Small-Scale solar power is going to profoundly change the lives of millions, especially in Africa. In Rwanda, one of Africa’s most densely-populated countries, it can cost as much as $2,000 to connect a house to the grid. After an 80% fall in the cost of solar panels over the last six years, innovations in financing, and the development of electronic devices that use less juice (think LED bulbs), an off-grid solar setup that has immense use in Rwanda can be had for a tenth of the cost of connecting to the grid. In a country where fewer than one in ten homes have access to electricity, the potential is huge.
The Economist has more of the details. You can read the article in its entirety here. It is well worth the time.
In short, poor people in a continent in which two of every three people have no access to power may soon be able to do many of the things that their counterparts in rich countries can do, other, perhaps, than running energy-hogging appliances such as tumble dryers and dishwashers. And they will be able do so at a fraction of the cost of traditional sources of energy while also acting as a testing ground for technologies that may even make their way back from poor countries to rich ones.

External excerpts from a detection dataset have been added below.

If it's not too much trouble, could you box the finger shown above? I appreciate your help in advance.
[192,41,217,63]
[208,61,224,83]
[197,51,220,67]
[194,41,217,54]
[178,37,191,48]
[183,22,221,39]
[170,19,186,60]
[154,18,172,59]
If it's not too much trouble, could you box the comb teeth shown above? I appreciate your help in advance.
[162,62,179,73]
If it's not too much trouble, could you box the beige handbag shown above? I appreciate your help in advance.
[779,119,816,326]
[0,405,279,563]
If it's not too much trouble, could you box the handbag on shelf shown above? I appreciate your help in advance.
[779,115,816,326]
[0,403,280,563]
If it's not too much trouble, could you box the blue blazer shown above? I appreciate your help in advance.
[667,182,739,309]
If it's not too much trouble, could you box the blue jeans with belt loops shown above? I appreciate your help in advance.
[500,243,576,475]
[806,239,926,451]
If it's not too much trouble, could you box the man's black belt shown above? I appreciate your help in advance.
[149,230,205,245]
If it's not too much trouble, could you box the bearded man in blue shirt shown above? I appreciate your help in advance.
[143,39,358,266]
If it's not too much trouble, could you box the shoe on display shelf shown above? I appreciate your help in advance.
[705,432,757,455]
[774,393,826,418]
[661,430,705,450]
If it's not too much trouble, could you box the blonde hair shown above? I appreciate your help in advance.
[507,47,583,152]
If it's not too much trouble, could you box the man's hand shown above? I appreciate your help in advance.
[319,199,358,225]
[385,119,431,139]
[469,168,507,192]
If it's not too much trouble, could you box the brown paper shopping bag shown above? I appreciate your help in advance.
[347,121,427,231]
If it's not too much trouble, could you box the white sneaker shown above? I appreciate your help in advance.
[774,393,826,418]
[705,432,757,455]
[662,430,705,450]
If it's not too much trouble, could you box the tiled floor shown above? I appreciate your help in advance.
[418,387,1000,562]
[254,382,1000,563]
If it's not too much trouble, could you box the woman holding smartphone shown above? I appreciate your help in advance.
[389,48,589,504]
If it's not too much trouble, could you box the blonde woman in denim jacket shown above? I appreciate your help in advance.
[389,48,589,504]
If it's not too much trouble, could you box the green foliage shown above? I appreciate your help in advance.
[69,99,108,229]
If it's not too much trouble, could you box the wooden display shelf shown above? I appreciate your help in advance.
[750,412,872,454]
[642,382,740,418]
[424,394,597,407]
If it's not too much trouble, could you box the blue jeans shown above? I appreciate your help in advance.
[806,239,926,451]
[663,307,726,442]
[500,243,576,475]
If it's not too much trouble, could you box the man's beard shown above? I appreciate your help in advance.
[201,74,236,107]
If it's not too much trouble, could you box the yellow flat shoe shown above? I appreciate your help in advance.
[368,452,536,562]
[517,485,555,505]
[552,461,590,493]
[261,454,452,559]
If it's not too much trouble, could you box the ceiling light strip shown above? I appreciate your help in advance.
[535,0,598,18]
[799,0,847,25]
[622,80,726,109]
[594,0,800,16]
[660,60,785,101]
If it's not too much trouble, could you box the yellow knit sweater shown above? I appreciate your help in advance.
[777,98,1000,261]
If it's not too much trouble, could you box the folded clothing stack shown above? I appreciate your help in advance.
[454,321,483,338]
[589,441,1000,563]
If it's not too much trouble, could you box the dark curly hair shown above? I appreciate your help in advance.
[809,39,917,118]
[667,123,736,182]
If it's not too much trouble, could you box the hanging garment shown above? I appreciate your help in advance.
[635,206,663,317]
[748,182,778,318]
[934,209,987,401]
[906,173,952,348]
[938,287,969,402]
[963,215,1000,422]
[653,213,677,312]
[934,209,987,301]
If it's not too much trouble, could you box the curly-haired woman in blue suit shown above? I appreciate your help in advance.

Off-grid solar is spreading at an electrifying pace. An industry that barely existed a few years ago is now thought to be providing power to perhaps 600,000 households in Africa. The pace of growth is accelerating in a continent that, more than any other, is rich in sunshine (see map). Industry executives reckon that over the next year the number of home-power systems on African roofs will grow by 60-100%. M-Kopa, the market leader, has installed 400,000 systems and, at its current rate of growth, may add another 200,000 to that number over the next year. Smaller rivals such as Off Grid Electric, Bboxx and Azuri Technologies may well double their client base over the same period.
This fast pace of growth suggests that, if sustained, off-grid connections will within a few years outstrip the rate at which people are being connected to the grid, leapfrogging power lines in much the same way that mobile phones bypassed fixed-line telephone networks. This promises not just to improve millions of lives but to help deal with a chronic shortage of power that, the World Bank reckons, trims about two percentage points from Africa’s annual economic growth.